今日は徳市に鍵型と美濃屋の見取り図を渡した。これで、引き込みの役目の半分は無事に終えたことになる。後は更に内情をつまびらかにし、押し込み当日の夜、店のあらゆる場所の閂を開けておくことだけだ。
その時、突然、内儀おこうの笑顔が瞼に浮かんだ。結衣のような女中にまで気遣いを忘れず、優しい観音菩薩のような女(ひと)。今、我が身がしていることは、おこうに仇なすことに他ならない。美濃屋の商いに関して、結衣は悪しき噂を聞いたことがなかった。
先ほど訪れた京屋などは市兵衛がかなりきわどいこともしていて、商いのためなら手段を選ばないため、?氷の京屋?とまで呼ばれているようだが、信右衛門に関しては一切それがなかった。信右衛門の口癖は
―儲けだけを追求するのは盗っ人と同じ。商いで得た儲けを世のため人のために還元してこそ、本当の商人なんだ。

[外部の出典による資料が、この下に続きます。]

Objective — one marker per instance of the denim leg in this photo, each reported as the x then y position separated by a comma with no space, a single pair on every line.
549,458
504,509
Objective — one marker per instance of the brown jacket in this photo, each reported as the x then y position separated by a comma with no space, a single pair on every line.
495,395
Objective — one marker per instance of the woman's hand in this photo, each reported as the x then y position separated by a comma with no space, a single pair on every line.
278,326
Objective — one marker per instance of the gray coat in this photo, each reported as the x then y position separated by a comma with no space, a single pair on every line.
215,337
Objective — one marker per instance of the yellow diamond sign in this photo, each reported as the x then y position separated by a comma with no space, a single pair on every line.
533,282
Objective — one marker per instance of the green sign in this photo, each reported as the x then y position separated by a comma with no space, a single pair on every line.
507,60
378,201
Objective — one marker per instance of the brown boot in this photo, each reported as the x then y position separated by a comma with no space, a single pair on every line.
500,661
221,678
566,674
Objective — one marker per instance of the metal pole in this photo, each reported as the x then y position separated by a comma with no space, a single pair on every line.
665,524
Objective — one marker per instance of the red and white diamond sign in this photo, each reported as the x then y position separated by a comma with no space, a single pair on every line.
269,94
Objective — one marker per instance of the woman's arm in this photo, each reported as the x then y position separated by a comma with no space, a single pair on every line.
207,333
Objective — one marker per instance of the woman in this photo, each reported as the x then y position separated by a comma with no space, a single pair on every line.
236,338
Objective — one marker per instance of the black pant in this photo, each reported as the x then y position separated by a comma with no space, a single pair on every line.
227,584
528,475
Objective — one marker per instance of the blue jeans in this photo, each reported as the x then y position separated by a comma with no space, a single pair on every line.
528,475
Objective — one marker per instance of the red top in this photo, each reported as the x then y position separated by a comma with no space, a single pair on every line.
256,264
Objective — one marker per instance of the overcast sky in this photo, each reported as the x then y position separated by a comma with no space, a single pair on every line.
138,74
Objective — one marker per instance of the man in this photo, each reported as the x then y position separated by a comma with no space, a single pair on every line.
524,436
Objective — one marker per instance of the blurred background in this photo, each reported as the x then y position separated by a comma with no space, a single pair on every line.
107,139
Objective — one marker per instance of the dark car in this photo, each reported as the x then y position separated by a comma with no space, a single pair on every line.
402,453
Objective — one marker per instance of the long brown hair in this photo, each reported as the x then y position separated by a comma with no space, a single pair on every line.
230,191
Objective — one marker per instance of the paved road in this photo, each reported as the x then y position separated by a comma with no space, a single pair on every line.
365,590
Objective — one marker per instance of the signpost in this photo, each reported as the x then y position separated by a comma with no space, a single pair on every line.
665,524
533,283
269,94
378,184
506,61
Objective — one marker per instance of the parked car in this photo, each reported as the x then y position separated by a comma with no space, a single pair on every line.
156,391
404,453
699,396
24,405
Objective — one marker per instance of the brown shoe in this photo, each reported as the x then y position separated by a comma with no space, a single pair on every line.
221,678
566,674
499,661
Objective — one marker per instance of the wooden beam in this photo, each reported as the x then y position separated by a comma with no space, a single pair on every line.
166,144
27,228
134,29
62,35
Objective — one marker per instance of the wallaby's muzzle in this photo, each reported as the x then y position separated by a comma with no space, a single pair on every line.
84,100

若い番頭や手代にそう教えている。実際に、信右衛門は郊外で孤児を集めて育てている寺の住職に時折、寄進と称して多額の金子を融通しているようであった。
その時、初めて結衣の心に疑問が浮かんだ。
―私は一体、何をしようとしているの? 美濃屋の蔵に眠っているのは皆、真っ当なお金だ。今の旦那さんは間違っても強突張りでもなければ血も涙もない冷徹な商人ではない。
真っ当に働いて稼いだ金を横から奪う権利が誰にある? 私がこれからしようとしていることこそがまさしく罪と呼べるものではないの?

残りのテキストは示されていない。